It should be noted that Lindsay Graham (along with his buddy John McCain) is not the only federal official interested in limiting the reach of Miranda – and preventing those rights from being read to Dzhokhar Tsarnaev. Eric Holder, in 2010, broadly expanded the exception to Miranda unilaterally, without any legislative cover. In a memo to the FBI, Holder explained his reasoning as such:
There may be exceptional cases in which, although all relevant public safety questions have been asked, agents nonetheless conclude that continued unwarned interrogation is necessary to collect valuable and timely intelligence not related to any immediate threat, and that the government’s interest in obtaining this intelligence outweighs the disadvantages of proceeding with unwarned interrogation.
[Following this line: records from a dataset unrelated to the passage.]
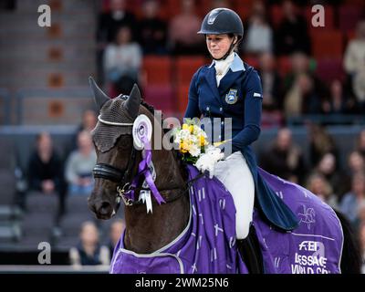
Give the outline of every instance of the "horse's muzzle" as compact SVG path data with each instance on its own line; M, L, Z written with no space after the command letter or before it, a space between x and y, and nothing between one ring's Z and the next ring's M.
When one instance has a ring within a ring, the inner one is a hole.
M90 209L98 219L110 219L116 213L114 207L109 201L89 199L89 209Z

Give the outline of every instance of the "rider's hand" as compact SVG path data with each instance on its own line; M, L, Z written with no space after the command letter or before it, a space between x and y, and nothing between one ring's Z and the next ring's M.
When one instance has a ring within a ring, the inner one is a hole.
M202 172L208 171L209 177L212 179L214 175L216 162L218 162L218 161L222 160L224 157L224 154L219 148L210 146L205 153L202 154L194 165Z

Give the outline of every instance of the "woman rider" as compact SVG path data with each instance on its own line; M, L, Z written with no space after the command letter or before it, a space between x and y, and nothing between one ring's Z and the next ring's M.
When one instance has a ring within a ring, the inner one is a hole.
M217 130L214 118L224 120L218 129L218 139L223 142L203 154L195 166L208 171L211 177L215 175L231 193L236 209L237 239L249 234L256 197L271 224L292 230L297 220L258 173L251 148L260 134L263 95L257 72L235 53L244 36L242 20L231 9L216 8L206 15L198 34L205 36L213 62L193 75L184 118L209 119L213 126L210 133ZM232 139L225 137L224 141L224 133L227 136L230 130Z

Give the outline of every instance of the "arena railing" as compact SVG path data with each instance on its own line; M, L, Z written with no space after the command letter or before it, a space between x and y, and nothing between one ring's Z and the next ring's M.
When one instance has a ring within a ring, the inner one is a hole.
M22 89L16 97L18 125L78 124L85 110L95 109L89 86Z
M288 126L304 125L308 122L321 125L365 125L365 114L362 115L346 115L346 114L318 114L302 115L287 118Z
M9 125L11 110L10 92L6 89L0 89L0 125Z

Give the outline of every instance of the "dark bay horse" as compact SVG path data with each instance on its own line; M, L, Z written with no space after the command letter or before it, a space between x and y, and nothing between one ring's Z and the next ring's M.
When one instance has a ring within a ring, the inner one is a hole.
M159 204L152 200L153 212L146 212L146 205L138 200L142 189L142 180L133 185L134 198L125 196L131 191L133 178L139 172L142 152L133 144L133 122L141 114L150 120L154 131L163 130L153 110L141 101L137 86L130 96L110 99L94 80L90 79L100 116L93 130L97 151L94 168L95 186L89 198L89 206L99 219L110 219L118 211L120 201L124 202L126 230L124 248L138 255L153 254L175 240L189 223L191 202L188 192L188 174L185 165L175 150L154 150L151 140L151 153L155 172L154 184L165 201ZM154 132L156 135L156 132ZM360 260L358 245L347 220L338 214L343 232L340 271L360 273Z

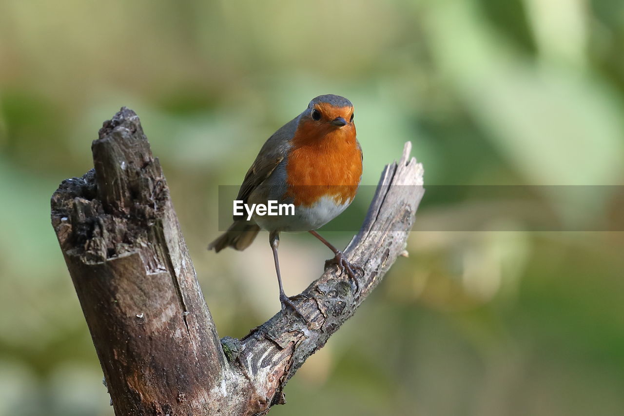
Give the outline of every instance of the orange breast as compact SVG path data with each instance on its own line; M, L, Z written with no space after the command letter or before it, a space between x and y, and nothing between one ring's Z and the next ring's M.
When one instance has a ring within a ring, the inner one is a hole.
M286 172L288 192L295 205L311 206L323 196L340 205L353 199L362 176L354 126L319 128L303 122L293 144Z

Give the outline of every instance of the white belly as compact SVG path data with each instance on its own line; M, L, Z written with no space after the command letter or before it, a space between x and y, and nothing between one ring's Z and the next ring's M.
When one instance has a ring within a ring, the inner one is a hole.
M294 215L259 215L253 220L260 228L269 231L300 232L316 230L336 218L351 203L348 201L337 204L333 197L322 197L310 207L295 207Z

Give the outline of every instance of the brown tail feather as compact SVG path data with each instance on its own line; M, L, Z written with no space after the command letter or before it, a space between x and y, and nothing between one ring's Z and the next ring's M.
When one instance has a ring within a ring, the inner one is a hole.
M245 250L253 242L260 227L246 221L235 221L228 230L208 245L208 249L215 249L217 253L227 247L236 250Z

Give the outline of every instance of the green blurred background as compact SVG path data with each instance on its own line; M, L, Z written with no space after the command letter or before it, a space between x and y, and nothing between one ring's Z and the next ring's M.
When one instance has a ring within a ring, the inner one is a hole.
M220 335L241 337L278 309L277 288L266 235L206 251L218 185L312 97L354 102L363 184L411 140L430 185L622 184L623 44L619 0L4 0L0 414L112 415L49 201L91 167L120 106L160 158ZM473 214L426 194L418 220ZM622 414L623 233L496 215L479 229L412 232L271 414ZM306 235L280 250L290 294L329 257Z

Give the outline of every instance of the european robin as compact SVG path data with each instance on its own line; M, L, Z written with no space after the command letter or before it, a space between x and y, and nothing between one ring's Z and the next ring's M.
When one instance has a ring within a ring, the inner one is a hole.
M308 231L334 254L336 264L355 282L352 266L342 252L315 231L335 218L355 197L362 177L362 149L356 138L353 105L339 96L316 97L301 114L268 138L245 176L236 200L248 206L269 201L292 204L283 215L235 215L234 223L208 246L217 252L227 247L247 248L260 229L269 232L280 285L282 310L288 306L301 317L284 294L277 250L282 231ZM290 214L291 215L285 215Z

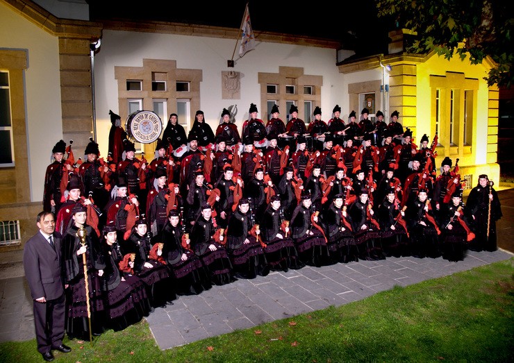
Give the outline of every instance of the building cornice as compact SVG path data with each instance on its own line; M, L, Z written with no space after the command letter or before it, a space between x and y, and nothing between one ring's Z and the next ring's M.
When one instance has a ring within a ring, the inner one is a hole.
M25 0L0 0L13 11L56 37L97 40L101 37L101 24L60 19L39 5Z
M232 39L234 40L239 39L240 36L238 29L192 24L154 21L138 22L129 20L102 20L101 23L103 29L112 31L176 34L179 35ZM258 31L255 29L254 30L254 34L256 40L258 42L290 44L333 49L338 49L340 47L339 42L329 39Z

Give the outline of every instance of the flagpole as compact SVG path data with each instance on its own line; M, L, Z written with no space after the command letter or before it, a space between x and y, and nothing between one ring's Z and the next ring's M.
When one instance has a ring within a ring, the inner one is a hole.
M247 10L248 10L248 3L247 3L247 6L244 8L244 12L242 15L242 19L241 19L241 25L239 26L239 33L238 33L238 37L235 38L235 45L234 46L234 51L232 53L232 59L231 59L229 61L229 67L233 67L234 66L234 55L235 55L235 49L238 48L238 43L239 42L239 35L241 35L241 30L242 29L242 24L244 23L244 15L247 15Z

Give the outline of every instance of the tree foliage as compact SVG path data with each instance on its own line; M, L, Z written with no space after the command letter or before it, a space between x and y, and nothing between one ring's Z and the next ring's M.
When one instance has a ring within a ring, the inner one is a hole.
M510 87L514 60L514 12L508 0L376 0L379 17L417 33L407 51L449 59L456 53L472 64L489 56L495 62L488 84Z

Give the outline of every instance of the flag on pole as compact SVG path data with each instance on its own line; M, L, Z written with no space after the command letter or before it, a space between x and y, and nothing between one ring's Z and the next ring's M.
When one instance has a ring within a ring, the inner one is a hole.
M242 17L241 30L242 31L242 37L241 37L241 46L239 47L240 57L242 57L247 52L255 48L255 37L254 36L254 31L251 30L250 11L248 9L247 3L244 10L244 15Z

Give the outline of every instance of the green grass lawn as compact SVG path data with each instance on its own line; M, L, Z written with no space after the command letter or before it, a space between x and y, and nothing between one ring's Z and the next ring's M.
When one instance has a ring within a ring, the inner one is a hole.
M148 325L112 331L57 362L514 361L514 259L360 301L160 351ZM42 362L35 340L0 344L0 362Z

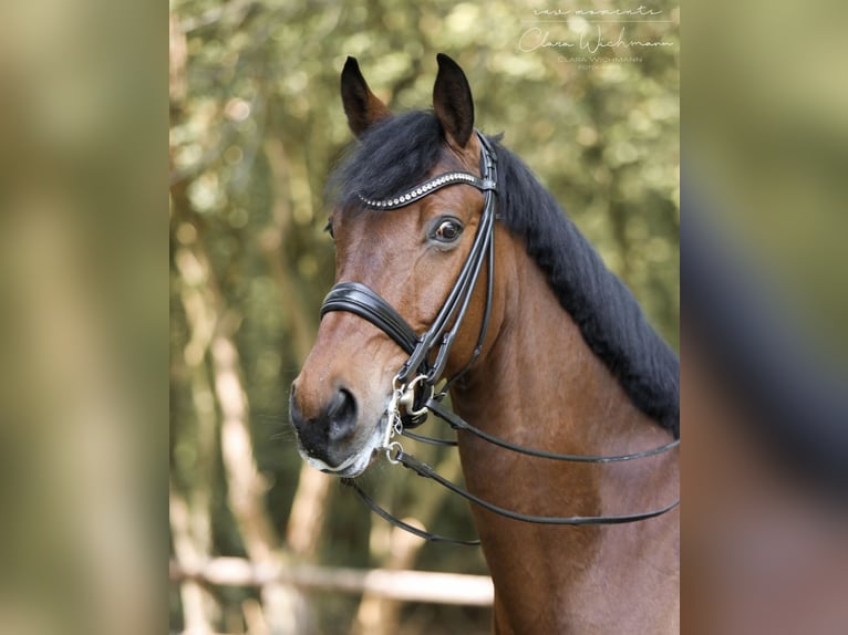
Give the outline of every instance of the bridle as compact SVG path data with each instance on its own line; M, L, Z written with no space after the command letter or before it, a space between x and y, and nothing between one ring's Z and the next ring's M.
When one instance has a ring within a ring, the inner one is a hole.
M403 467L413 470L418 476L435 480L443 487L489 511L525 522L571 525L619 524L647 520L671 511L680 504L680 499L661 509L625 516L537 517L518 513L495 506L476 497L469 491L457 487L438 476L426 464L405 452L399 441L392 440L395 435L402 435L418 441L455 446L456 441L454 440L432 439L410 431L410 428L421 425L426 419L428 413L433 413L435 416L445 420L455 430L467 431L490 444L511 451L552 460L592 464L628 461L655 456L669 451L680 445L680 440L674 439L673 441L650 450L616 456L549 452L511 444L505 439L489 435L468 424L455 413L452 413L442 403L447 395L448 388L474 365L479 356L486 340L492 312L493 280L495 272L494 227L497 218L495 205L495 195L497 194L497 155L485 136L479 132L476 132L476 135L480 143L479 169L480 175L483 175L482 177L477 177L466 171L448 171L435 176L399 196L390 197L387 199L372 200L360 196L361 202L368 208L376 210L394 210L406 207L443 187L456 184L470 185L483 192L483 212L470 251L463 263L454 287L451 289L445 303L442 305L442 309L438 311L430 329L423 334L417 335L406 320L404 320L403 316L389 304L389 302L381 298L380 294L370 287L361 282L339 282L330 290L321 305L321 318L333 311L347 311L359 315L383 331L410 355L393 381L392 398L386 410L386 417L389 418L386 435L383 443L386 458L390 462L402 465ZM487 262L486 303L477 343L468 362L452 377L447 378L442 389L436 393L436 384L442 379L448 353L451 352L456 334L462 326L468 310L470 298L476 288L477 280L479 279L484 261ZM379 516L415 535L431 541L479 544L479 541L455 540L434 535L409 525L380 508L353 479L345 478L342 479L342 482L351 486L360 498L362 498L362 500L364 500Z

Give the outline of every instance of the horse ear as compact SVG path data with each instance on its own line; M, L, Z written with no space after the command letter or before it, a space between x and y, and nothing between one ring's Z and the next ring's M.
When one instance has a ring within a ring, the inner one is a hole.
M368 87L355 58L348 58L342 70L342 104L348 125L358 137L380 119L391 116L386 105Z
M438 74L433 86L433 108L448 143L464 148L474 132L472 90L456 62L444 53L436 55L436 60Z

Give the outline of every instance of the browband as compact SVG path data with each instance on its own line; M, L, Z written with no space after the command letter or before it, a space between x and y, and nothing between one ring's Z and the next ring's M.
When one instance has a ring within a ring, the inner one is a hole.
M428 180L425 180L421 185L413 187L411 190L403 192L400 196L386 198L384 200L372 200L359 195L360 200L368 207L373 209L399 209L406 207L411 202L424 198L431 192L442 189L445 186L453 185L455 183L464 183L476 187L480 191L495 190L496 184L488 178L479 178L467 171L449 171Z

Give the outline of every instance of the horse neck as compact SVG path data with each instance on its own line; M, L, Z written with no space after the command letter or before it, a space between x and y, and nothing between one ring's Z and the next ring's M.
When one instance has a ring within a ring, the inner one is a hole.
M467 381L453 392L459 415L513 443L558 452L625 454L671 440L669 430L632 404L590 351L520 241L505 232L498 240L497 335ZM472 491L525 513L633 513L676 498L676 456L669 454L625 464L567 464L523 456L467 435L459 436L459 450ZM622 606L631 615L643 611L633 594L640 587L644 592L645 584L668 594L663 620L673 620L676 514L652 524L607 529L540 527L505 520L475 506L472 510L495 581L496 615L511 613L501 618L516 632L536 632L542 623L554 632L580 631L580 621L596 621L598 612L610 620L608 628L630 632L621 629L616 616ZM644 559L645 551L652 552L653 563L647 574L644 562L634 560L638 553ZM539 617L529 607L538 606L539 597L550 598L551 590L558 590L557 598ZM530 627L520 622L526 614L536 614L541 622ZM631 624L642 632L664 632L654 618L645 614L642 622L635 618Z
M498 239L499 327L453 392L456 407L489 433L555 451L625 454L671 440L592 353L521 241Z

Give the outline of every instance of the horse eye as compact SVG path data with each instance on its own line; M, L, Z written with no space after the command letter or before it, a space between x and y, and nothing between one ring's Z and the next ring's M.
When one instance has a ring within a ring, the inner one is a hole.
M433 239L439 242L454 242L463 232L462 223L455 218L443 218L438 221Z

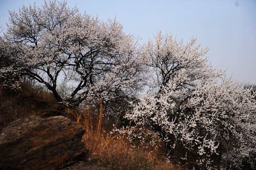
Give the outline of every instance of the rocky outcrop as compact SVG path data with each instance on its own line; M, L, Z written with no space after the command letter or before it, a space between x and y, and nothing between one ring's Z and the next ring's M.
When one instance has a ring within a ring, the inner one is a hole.
M14 122L0 134L0 169L63 168L84 154L85 132L61 116Z

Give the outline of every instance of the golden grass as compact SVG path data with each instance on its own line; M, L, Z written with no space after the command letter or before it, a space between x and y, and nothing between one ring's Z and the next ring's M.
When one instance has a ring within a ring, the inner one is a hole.
M153 147L147 150L135 148L127 139L110 133L112 129L103 124L102 105L100 104L101 109L98 114L92 114L91 111L84 108L68 109L65 112L86 130L82 141L89 150L88 160L106 169L174 170L180 167L167 161L160 151Z
M0 131L10 123L31 116L53 116L58 103L52 94L22 85L22 90L13 92L0 88ZM123 170L187 169L185 165L175 166L163 155L162 150L154 147L135 148L128 140L117 138L109 132L109 126L102 120L102 105L99 113L88 108L66 108L63 114L84 128L85 147L89 149L87 158L99 169Z

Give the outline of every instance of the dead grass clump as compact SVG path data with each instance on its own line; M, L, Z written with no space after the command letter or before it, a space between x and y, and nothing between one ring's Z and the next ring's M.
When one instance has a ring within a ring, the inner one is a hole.
M102 105L100 104L100 106ZM135 148L128 140L111 134L103 123L102 109L92 113L88 109L66 108L64 114L83 127L85 147L89 151L88 160L106 169L177 170L179 168L167 161L160 152L148 148ZM94 116L92 116L94 115Z
M17 119L53 112L57 105L51 93L24 83L16 91L0 87L0 130Z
“Who gets to make this determination?”, Emily Bazelon of Slate rhetorically asks. ”The FBI, in consultation with DoJ, if possible. In other words, the police and the prosecutors, with no one to check their power.”
What’s remarkable about this is that the original 1984 “public safety” exception to Miranda, established in New York v. Charles, proved deeply offensive to the SCOTUS liberals. Thurgood Marshall wrote a scathing dissent to that decision, in which he argued that the ”public-safety exception destroys forever the clarity of Miranda for both law enforcement officers and members of the judiciary.” The court’s decision marked, as he put it, “a serious loss” to “the administration of justice.” And yet here we are, with a nominally liberal President, expanding that exception to criteria well beyond immediate “public safety.” Here we are, where – against the backdrop of cheering crowds – the FBI will ask and do to Dzokhar Tsarnaev anything it damn well pleases.
Lindsay Graham was only advocating the implementation of a policy that the Obama DOJ had already established. That speaks volumes about where mainstream liberals stand vis-a-vis civil liberties. I don’t really understand advocation of a vengeful justice, and I certainly don’t understand either political party – not just the party of Graham and McCain, but also the party of Obama and Holder – in the post-9/11 era. Frankly, it would be nice if more folks on the left echoed Scott Lemieux, who this morning explained very clearly and succinctly what’s at stake here:
[This is] the message of the previous administration — i.e. that the rule of law and the “war on terror” are incompatible, that slapping the label “terrorist” on a suspect means that professional procedures that respect the rights of the accused can’t work. This isn’t right — it’s wrong in terms of the values it represents and it’s wrong in terms of the underlying assumption that less respect for the rights of the accused means more effective crime control. The appropriate course of action is for Tsarnaev to be treated like any other criminal suspect, consistently with not only the letter but the spirit ofMiranda. Coercive interrogations are wrong because they’re wrong, not just because the state isn’t permitted to introduce evidence gained from them. This is why the Bill of Rights contains the Fifth Amendment rights Miranda was designed to enforce.
Even better, it would be nice if the Obama administration echoed those beliefs as well.